I wouldn’t recommend using byte arrays to get bytes from integers stored in the stack. It produces an array that will be stored in the heap until the next GC clean up. I prefer using spans for these simple tasks.

So my solution is here to use MemoryMarshal.AsBytes<T>(ReadOnlySpan<T>). You don't need to worry about the endianness, about casting. You just read the method name and understand that this will return bytes from any type of span. You just wrap your integer into a span via MemoryMarshal.CreateReadOnlySpan<T>(T, Int32). Those bytes will be stored in the stack and terminated after leaving the scope.

Full solution will be:

var integer = int.MaxValue;

var readOnlySpan = MemoryMarshal.CreateReadOnlySpan(ref integer, length: 1);
var bytes = MemoryMarshal.AsBytes(readOnlySpan);

Note that AsBytes provides raw representation of the value. You can accidentally change the span and it will be reflected on the integer itself. So don't forget to always use read-only spans when you don't want to change anything inside.
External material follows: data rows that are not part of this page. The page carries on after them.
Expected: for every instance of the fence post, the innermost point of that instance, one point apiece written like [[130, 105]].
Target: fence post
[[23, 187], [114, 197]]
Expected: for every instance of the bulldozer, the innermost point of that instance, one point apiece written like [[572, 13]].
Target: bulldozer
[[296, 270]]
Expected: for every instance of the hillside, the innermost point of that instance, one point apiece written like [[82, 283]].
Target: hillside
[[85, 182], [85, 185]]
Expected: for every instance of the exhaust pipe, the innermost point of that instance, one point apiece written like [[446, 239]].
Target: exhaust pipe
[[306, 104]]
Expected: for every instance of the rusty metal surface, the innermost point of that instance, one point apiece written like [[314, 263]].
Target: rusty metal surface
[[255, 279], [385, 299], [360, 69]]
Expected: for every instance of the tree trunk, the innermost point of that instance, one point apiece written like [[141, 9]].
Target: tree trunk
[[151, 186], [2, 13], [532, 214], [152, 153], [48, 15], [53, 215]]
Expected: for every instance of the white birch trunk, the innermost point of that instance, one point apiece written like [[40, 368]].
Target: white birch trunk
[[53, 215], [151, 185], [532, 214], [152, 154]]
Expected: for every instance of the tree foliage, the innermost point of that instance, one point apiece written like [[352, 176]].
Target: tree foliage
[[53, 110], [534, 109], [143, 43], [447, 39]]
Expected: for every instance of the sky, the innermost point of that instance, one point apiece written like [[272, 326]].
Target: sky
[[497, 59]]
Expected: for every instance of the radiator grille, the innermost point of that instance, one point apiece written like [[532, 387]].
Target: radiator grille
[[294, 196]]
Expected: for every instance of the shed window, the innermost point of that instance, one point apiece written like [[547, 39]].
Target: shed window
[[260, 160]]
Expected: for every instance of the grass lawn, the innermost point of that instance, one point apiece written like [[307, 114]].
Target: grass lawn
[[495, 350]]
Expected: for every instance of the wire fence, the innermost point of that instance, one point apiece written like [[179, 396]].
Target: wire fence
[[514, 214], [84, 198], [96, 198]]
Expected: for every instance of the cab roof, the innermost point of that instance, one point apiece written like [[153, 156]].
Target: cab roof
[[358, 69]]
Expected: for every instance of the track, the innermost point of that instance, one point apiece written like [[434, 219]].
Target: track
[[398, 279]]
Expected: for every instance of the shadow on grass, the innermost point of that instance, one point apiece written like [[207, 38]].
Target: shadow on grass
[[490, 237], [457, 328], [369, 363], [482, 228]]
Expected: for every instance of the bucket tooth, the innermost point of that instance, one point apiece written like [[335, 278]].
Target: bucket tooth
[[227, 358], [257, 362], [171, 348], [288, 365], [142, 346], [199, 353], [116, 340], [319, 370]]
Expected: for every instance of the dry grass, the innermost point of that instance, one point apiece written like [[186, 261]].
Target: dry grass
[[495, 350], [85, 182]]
byte[] Take_Byte_Arr_From_Int(Int64 Source_Num)
{
   Int64 Int64_Num = Source_Num;
   byte Byte_Num;
   byte[] Byte_Arr = new byte[8];
   for (int i = 0; i < 8; i++)
   {
      if (Source_Num > 255)
      {
         Int64_Num = Source_Num / 256;
         Byte_Num = (byte)(Source_Num - Int64_Num * 256);
      }
      else
      {
         Byte_Num = (byte)Int64_Num;
         Int64_Num = 0;
      }
      Byte_Arr[i] = Byte_Num;
      Source_Num = Int64_Num;
   }
   return (Byte_Arr);
}